2. L'homme de théâtre
Afin de s'imposer au public, il paraît avoir surtout mis son espoir dans le théâtre. Cet espoir fut souvent déçu. Elën (1865) et Morgane (1866) sont des drames écrits dans un langage somptueux, mais dont le romantisme pouvait paraître quelque peu suranné ; il ne parvint pas à faire représenter ces pièces. Il eut un peu plus de chance avec La Révolte, créée en 1870 grâce à l'intervention de Dumas fils, et qui demeure au répertoire ; il y décrivait la détresse d'une jeune femme étouffée dans ses élans par la mesquinerie bourgeoise de son mari. Six ans plus tard, un jury de concours présidé par Victor Hugo distinguait, parmi cent autres pièces, un drame de plus longue haleine, Le Nouveau Monde, composé pour le centenaire de l'indépendance des États-Unis ; après bien des tribulations, il fut joué, en 1883, mais sans succès.
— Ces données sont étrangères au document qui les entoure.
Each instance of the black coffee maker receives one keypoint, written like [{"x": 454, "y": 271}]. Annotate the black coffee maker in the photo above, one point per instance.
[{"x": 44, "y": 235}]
Deux pièces dominent, à des titres divers, l'œuvre dramatique de Villiers. Le Prétendant, révélé par la télévision française en 1965, est une nouvelle version de Morgane, composée par un écrivain dont le métier est parvenu à une pleine maturité. Dans ce drame en cinq actes, qui a pour cadre le royaume des Deux-Siciles pendant la Révolution française, deux aventuriers de haute naissance animent une conspiration dont l'échec final ruine leur rêve de grandeur. Mais c'est un rêve d'absolu qui s'épanouit dans Axël (1872-1890) : le héros et l'héroïne sacrifient la richesse, la puissance, l'amour même et, dédaigneux des contingences terrestres, se réfugient finalement, par la mort, dans l'éternité. Villiers de L'Isle-Adam a travaillé à cette pièce pendant près de vingt ans, laissant à Huysmans le soin de la publier après sa disparition : œuvre peu jouée, peu adaptée aux exigences de la scène, mais sans égale par la sombre profondeur de la conception et par la splendeur du lyrisme.